W.K.: More teeth means being able to react to new situations of gross and systematic human rights violations quickly, and I felt that you would need a permanent body, not meeting every day but throughout the year.

I also felt that we would need a body that has more authority and is less selective, because up to now some countries have been shielded against scrutiny and criticism for political reasons even though there was a human rights problem.

One of the strong points of the council is that there will be a regular review of each and every country. This will really help to identify problems.

swissinfo: The body we have ended up with is closest to Model B. But you said in your paper that there is a danger of a body this size taking “an overly political approach to human rights issues”.

W.K.: The task was to find a balance between different requirements: expertise, legitimacy, effectiveness and representation. This brings you to a model between a very small and a very big body. I didn’t at the time give any preference because the aim was to launch a debate and not to propose one model. But I already felt then that I myself would probably opt for Model B.

swissinfo. The US favoured a smaller body of around 30 countries. What are the arguments against this?

W.K.: We live in a world with lots of tension between states and regions, and I think with a very small body we would have ended up with even more politicisation, especially at the time of electing the few members.

Also in a very small body it is very difficult to have regional representation, which is crucial to the UN system, and the limited number of seats would have excluded many states that deserve to be on the council.

swissinfo: In your paper you failed to touch on how countries should be elected to the council. The Swiss and the United States among others favoured a two-thirds majority. Do you have a preference?

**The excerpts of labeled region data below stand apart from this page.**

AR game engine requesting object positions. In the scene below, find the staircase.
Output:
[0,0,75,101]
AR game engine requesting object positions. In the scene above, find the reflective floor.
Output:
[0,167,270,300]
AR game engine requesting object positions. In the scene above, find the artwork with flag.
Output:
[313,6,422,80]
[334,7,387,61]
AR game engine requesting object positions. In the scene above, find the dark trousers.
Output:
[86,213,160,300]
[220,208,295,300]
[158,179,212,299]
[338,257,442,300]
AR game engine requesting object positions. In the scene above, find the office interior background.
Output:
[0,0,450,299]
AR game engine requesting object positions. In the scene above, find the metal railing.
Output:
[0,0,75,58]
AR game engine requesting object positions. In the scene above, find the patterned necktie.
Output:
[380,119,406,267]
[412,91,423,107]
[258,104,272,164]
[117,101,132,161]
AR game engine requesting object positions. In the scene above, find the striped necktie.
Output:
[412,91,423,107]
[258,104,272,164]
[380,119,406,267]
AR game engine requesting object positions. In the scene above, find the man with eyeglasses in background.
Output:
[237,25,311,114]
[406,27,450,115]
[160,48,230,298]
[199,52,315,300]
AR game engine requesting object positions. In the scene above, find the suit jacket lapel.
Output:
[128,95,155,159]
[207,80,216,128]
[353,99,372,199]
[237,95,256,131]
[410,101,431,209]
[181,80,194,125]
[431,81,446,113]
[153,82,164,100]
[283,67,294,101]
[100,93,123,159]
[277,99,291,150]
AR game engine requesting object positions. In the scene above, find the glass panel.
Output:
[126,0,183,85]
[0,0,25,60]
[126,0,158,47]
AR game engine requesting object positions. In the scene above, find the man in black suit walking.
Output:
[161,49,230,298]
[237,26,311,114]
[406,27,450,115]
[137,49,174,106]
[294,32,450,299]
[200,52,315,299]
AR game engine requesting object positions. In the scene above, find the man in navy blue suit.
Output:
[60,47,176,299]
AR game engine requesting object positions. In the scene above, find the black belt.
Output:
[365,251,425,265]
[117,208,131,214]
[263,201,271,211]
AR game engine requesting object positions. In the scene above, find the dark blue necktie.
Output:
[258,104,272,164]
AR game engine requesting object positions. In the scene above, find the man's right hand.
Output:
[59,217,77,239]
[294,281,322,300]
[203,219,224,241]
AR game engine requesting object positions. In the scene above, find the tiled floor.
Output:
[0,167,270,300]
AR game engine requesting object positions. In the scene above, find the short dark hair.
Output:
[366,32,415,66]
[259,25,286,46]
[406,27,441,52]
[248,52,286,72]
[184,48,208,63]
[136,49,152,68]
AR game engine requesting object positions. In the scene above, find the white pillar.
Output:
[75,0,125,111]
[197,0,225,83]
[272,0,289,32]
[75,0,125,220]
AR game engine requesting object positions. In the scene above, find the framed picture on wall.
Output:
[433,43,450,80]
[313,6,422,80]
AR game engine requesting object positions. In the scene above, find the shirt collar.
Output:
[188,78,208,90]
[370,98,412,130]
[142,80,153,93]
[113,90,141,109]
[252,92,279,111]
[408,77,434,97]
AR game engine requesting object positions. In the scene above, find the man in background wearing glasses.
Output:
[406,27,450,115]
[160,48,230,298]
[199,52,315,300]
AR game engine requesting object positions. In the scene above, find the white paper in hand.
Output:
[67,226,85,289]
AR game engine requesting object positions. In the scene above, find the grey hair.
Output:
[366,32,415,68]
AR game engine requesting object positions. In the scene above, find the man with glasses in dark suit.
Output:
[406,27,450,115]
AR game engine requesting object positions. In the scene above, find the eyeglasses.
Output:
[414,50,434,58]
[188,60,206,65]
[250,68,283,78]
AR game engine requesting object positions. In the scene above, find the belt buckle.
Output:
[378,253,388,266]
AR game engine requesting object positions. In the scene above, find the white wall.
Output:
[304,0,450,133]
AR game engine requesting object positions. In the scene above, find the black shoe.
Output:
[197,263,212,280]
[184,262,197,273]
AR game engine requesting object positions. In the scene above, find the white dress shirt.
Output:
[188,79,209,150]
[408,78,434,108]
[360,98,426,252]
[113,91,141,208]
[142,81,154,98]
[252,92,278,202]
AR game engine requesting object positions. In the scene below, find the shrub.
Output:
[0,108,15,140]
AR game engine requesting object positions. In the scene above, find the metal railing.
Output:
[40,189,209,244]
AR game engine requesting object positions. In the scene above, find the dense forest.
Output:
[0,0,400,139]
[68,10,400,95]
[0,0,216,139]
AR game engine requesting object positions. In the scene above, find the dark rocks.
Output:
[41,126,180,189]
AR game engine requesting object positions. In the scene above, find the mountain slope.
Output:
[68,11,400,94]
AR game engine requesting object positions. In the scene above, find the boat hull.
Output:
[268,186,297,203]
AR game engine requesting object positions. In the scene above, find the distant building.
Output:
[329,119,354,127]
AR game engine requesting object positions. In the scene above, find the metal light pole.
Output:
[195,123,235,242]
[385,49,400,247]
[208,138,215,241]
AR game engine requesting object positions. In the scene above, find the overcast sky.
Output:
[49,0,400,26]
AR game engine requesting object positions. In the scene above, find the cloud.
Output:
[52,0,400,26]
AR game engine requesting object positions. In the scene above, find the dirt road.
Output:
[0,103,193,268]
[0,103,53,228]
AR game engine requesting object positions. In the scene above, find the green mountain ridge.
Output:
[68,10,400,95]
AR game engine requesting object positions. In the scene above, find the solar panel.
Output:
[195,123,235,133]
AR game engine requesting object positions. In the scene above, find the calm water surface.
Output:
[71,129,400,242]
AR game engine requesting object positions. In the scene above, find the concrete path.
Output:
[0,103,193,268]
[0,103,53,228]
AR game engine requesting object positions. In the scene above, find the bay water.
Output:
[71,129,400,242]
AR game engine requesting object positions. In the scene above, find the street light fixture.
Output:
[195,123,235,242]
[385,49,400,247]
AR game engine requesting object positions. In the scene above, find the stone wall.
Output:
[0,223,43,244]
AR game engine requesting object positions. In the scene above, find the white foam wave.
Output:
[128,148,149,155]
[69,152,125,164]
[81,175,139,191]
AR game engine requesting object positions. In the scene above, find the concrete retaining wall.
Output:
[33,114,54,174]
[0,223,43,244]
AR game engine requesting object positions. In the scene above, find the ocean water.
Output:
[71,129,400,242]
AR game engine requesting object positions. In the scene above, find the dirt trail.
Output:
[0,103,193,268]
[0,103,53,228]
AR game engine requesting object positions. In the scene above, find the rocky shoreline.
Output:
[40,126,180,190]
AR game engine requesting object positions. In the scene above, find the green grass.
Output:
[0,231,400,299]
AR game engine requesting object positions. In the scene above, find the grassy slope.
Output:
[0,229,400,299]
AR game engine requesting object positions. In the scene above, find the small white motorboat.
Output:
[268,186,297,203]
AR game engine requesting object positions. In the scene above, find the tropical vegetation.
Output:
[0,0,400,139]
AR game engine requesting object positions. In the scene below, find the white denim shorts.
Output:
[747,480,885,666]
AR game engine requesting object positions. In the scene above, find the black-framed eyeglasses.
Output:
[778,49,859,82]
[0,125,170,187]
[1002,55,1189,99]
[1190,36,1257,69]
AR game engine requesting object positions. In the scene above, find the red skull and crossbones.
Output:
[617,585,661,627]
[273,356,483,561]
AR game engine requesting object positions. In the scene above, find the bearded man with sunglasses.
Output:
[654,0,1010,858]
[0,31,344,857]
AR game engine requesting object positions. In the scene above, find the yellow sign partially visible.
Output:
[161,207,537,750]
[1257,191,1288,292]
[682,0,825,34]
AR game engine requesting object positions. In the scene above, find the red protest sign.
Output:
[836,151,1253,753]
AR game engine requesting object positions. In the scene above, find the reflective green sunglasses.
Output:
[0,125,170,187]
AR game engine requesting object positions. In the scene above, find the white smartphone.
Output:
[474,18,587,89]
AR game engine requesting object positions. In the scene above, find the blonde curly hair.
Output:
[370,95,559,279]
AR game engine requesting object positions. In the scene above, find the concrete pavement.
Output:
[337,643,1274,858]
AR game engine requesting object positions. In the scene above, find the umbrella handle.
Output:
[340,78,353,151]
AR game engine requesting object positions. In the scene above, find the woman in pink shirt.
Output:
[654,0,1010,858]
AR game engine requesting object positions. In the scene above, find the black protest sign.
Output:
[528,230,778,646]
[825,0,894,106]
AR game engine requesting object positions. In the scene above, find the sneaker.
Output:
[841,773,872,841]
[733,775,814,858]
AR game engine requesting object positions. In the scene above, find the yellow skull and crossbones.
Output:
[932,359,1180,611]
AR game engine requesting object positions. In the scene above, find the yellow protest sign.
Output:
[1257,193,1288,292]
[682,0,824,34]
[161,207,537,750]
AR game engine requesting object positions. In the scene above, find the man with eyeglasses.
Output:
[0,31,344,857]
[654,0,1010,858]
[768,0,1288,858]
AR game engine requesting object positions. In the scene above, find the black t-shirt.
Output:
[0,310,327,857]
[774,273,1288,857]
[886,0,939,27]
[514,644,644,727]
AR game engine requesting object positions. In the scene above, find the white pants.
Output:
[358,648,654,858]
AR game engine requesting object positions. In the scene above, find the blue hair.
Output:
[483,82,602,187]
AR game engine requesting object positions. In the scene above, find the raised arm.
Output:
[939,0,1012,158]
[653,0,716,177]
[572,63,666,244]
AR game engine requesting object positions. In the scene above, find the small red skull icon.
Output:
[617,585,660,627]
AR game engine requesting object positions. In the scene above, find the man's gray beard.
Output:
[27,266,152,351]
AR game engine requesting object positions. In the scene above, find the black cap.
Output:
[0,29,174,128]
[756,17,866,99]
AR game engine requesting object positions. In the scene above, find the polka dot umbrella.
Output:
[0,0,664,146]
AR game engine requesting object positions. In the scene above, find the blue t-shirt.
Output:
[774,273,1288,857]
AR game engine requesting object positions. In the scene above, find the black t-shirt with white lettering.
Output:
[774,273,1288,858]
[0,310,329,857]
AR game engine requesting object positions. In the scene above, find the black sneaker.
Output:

W.K.: I would have very much favoured the two-thirds majority because I feel it would have made it possible either to keep certain countries out or to put pressure on countries to commit to approaching the work of the human rights council in at least a minimally positive spirit.

Now we didn’t get that but we still have it to a certain extent, just the other way round. The General Assembly can terminate the membership of states that commit gross and systematic violations of human rights with a two-thirds majority. This is a compromise, but it’s an acceptable compromise.

swissinfo-interview: Adam Beaumont in Geneva

Negotiations on the new rights body endured for several months after running into difficulty over how membership should be decided.

Under the resolution accepted on Wednesday, the current 53-member commission will be replaced by a 47-member council elected by an absolute majority of the 191-member General Assembly.

Human rights expert Walter Kälin says it was significant that Amnesty International and Human Rights Watch, both strong critics of the commission, supported the resolution.

Walter Kälin is a professor of constitutional and international public law at Bern University.
He was asked by the Swiss government in 2003 to prepare a study on reforming the Human Rights Commission. His paper formed the basis for the new council.
In 1991-1992, he was the UN’s special rapporteur on human rights in Iraqi-occupied Kuwait.
Since 2003 he has been a member of the UN Human Rights Committee.
In 2004 he was appointed as UN Secretary-General Kofi Annan’s representative on the human rights of internally displaced persons.